If iJ is not a () or [], then it must be of type string or a non-complex numeric type (float or int). In other words, if iJ is not a tuple, list, string, float, or int, for some J, then a ValueError is raised.
- Some examples of acceptable inputs are:
- Example A: (1,2,3)
- Example B: ((1,2,3), (4,5,6), (“cat”, “dog”))
- Example C: ((1,2,3), [4,5,6], [“blue”, “yellow”], (321.239, “green”,”hi”))
- Example D: (3284.123891, “dog”, 89)
Note that it is perfectly fine to mix () and [] within a tuple.
Headers, Columns, Rows, Data Types, and Missing Values:
The format of the H2OFrame is as follows:
column1 column2 column3 … columnN a11, a12, a13, …, a1N ., ., ., …, . ., ., ., …, . ., ., ., …, . aM1, aM2, aM3, …, aMN
It looks exactly like an MxN matrix with an additional header “row”. This header cannot be specified when loading data from a () (or from a [] but it is possible to specify a header with a python dictionary (see below for details).
Headers:
Since no header row can be specified for this case, H2O automatically generates a column header in the following format:
C1, C2, C3, …, CN
Notably, these columns have a 1-based indexing (i.e. the 0th column is “C1”).
Rows, Columns, and Missing Data:
The shape of the H2OFrame is determined by two factors:
- the number of arrays nested in the ()
- the number of items in each array
If there are no nested arrays (as in Example A and Example D above), the resulting H2OFrame will have the following shape (rows x cols):
len(tuple) x 1
(i.e. a Frame with a single column).
If there are nested arrays (as in Example B and Example C above), then the resulting H2OFrame will have COLUMNS equal to the number of arrays nested within and ROWS equal to the maximum sub-array:
len(tuple) x max( [len(l) for l in tuple] )
Note that this addresses the issue with ragged sub-arrays by assuming that shorter sub-arrays will pad themselves with NA (missing values) at the end so that they become the correct length.
Because the Frame is uniformly typed, combining data types
within a column may produce unexpected results. Please read up on the H2O
parser for details on how a column type is determined for mixed-type columns. Also, as
stated above, you may use the from_python
method to provide a set of column types.
Loading A Python List¶
The same principles that apply to tuples also apply to lists. Lists are mutable objects, so there is no semantic difference regarding mutability between an H2OFrame and a list (as there is for a tuple).

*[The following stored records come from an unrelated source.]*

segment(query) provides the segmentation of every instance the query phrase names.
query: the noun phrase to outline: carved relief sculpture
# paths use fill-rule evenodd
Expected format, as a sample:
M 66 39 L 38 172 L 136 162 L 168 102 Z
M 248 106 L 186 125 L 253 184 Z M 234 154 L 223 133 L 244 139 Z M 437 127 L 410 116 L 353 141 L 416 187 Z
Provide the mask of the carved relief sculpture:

Additionally, a list [] is ordered the same way as a tuple (), with the data appearing within the brackets.
Loading A Python Dictionary Or collections.OrderedDict¶
Each entry in the {} is expected to represent a single column. Keys in the {} must be character strings following the pattern: ^[a-zA-Z_][a-zA-Z0-9_.]*$ without restriction on length. A valid column name may begin with any letter (capital or not) or an “_”, followed by any number of letters, digits, “_”s, or “.”s.
Values in the {} may be a flat [], a flat (), or a single int, float, or string value. Nested [] and () will raise a ValueError. This is the only additional restriction on [] and () that applies in this context.
Note that the built-in dict does not provide any guarantees on ordering. This has implications on the order of columns in the eventual H2OFrame, since they may be written out of order from which they were initially put into the dict.
collections.OrderedDict preserves the order of the key-value pairs in which they were entered.
Loading A numpy.ndarray Or A pandas.DataFrame¶
One or two dimensional numpy.ndarray
objects can be converted to H2OFrames.
The implementation simply calls the tolist() method on the ndarray object. The same
principles that apply to lists are then applied to the result of the tolist() operation.
pandas.DataFrame
objects can also be converted to H2OFrames. The implementation
simply calls the as_matrix() method on the DataFrame object. The as_matrix() method
returns an ndarray object, and the above-described ndarray transformation is then invoked,
so the rules for Python lists also apply here.